Buenos Aires, Argentina. / Foto de Mario Bravo.

 

“En la casa no se oían tangos…”

—Su familia no era una familia típicamente porteña…

—No. En la casa no se oían tangos… tus mismos compañeros, de repente, se iban para no volver; regresaban a sus países de origen y los perdías de vista. Hay un solo compañero de aquellos años que aún veo cuando voy a Europa; por lo tanto, tenemos 65 años de conocernos. Siempre decimos que él es mi amigo más antiguo y yo soy su amigo más antiguo.

—¿Qué le quedó de la Argentina de esos años iniciales en su vida?

—No sé si me quedaron cosas o son, más bien, huellas que yo he rearticulado en lo que hoy recuerdo y en lo que hoy soy. Yo tengo familia en Argentina y reactivo vínculos cuando voy, eso es inevitable. No voy a Buenos Aires igual que iría a Santiago, Montevideo o Bogotá. Tiene un significado diferente porque ahí tengo una memoria de la geografía urbana que está repleta de imágenes, recuerdos y experiencias; es decir, aún sigue el predio donde se localizaba el Colegio Francés y ahora existe como un edificio de 30 pisos, de mucho lujo; pero, para mí, sigue siendo el lugar del Colegio Francés… también el parque que estaba a 100 metros sigue siendo el parque donde jugábamos a la salida de la escuela o donde, un día solamente, me fui de pinta y ahí pasamos el día.

“Claro que Buenos Aires para mí continúa siendo la ciudad donde nací y me crié. Son años que van desde la infancia más tierna hasta el final de la adolescencia”.

—¿Usted recuerda sus lecturas de aquellos años?

—Sí, esta francofonía abarcaba lo que leías… libros importados de Francia, literatura infantil y luego juvenil francesa. Me acerqué a la literatura argentina y latinoamericana siendo ya adolescente, un poco antes de irme a Bélgica. Por supuesto leía a Leopoldo Lugones, Ricardo Güiraldes, el “Martín Fierro”, pero también leía a Mariano Azuela, La vorágine y, poco tiempo antes de irme a Bélgica, descubrí a Gabriel García Márquez con sus cuentos… Cien años de soledad lo leí en Europa.

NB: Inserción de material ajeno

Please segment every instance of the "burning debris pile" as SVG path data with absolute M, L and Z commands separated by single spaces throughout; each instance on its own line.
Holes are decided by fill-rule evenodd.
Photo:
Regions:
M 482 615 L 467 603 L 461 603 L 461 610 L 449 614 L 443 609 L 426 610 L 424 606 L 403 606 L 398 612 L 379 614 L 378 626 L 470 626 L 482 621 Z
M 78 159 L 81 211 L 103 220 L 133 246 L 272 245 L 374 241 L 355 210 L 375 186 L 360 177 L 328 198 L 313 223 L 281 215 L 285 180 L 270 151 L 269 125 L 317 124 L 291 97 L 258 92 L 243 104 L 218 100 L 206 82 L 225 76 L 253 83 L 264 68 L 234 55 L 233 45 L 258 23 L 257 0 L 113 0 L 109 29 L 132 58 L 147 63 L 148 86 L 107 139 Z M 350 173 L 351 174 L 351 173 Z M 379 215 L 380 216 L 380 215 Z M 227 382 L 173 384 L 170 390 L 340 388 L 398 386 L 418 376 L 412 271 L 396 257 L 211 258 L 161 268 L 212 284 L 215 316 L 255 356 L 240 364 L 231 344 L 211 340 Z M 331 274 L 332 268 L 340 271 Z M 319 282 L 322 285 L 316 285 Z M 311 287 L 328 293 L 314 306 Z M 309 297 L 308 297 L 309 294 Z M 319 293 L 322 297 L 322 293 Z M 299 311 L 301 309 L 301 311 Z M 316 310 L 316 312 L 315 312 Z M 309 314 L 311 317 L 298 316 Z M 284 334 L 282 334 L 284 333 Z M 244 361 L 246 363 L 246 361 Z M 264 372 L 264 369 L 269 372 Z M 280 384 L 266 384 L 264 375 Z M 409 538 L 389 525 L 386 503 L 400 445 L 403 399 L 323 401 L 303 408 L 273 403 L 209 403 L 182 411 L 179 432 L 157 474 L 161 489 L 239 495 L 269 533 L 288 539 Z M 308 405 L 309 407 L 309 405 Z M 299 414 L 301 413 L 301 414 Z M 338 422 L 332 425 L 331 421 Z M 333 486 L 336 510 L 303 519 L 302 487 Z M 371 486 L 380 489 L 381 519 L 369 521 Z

“Hasta donde recuerdo, los libros que leía de chico eran importados. Había una editorial, creo que todavía existe, Hachette, que tenía una librería en el centro de Buenos Aires y, de tanto en tanto, íbamos y comprábamos montonales de libros que mi hermano y yo consumíamos…”

 

“El tiempo no tiene marcha atrás”

—Ahora entiendo que el paso a Europa fue casi natural…

—Sí, podría ser pensado de manera natural en el sentido de que había una suerte de trayectoria que muchos surcaban: hacer el Colegio Francés porque te daba acceso a la universidad europea, por lo menos a la belga, la francesa y tal vez a la suiza o a las canadienses del Canadá francófono. En ese sentido no era excepcional que hicieras eso. Sí, efectivamente, el obstáculo lingüístico no existía, además estaba la estructura de recepción familiar.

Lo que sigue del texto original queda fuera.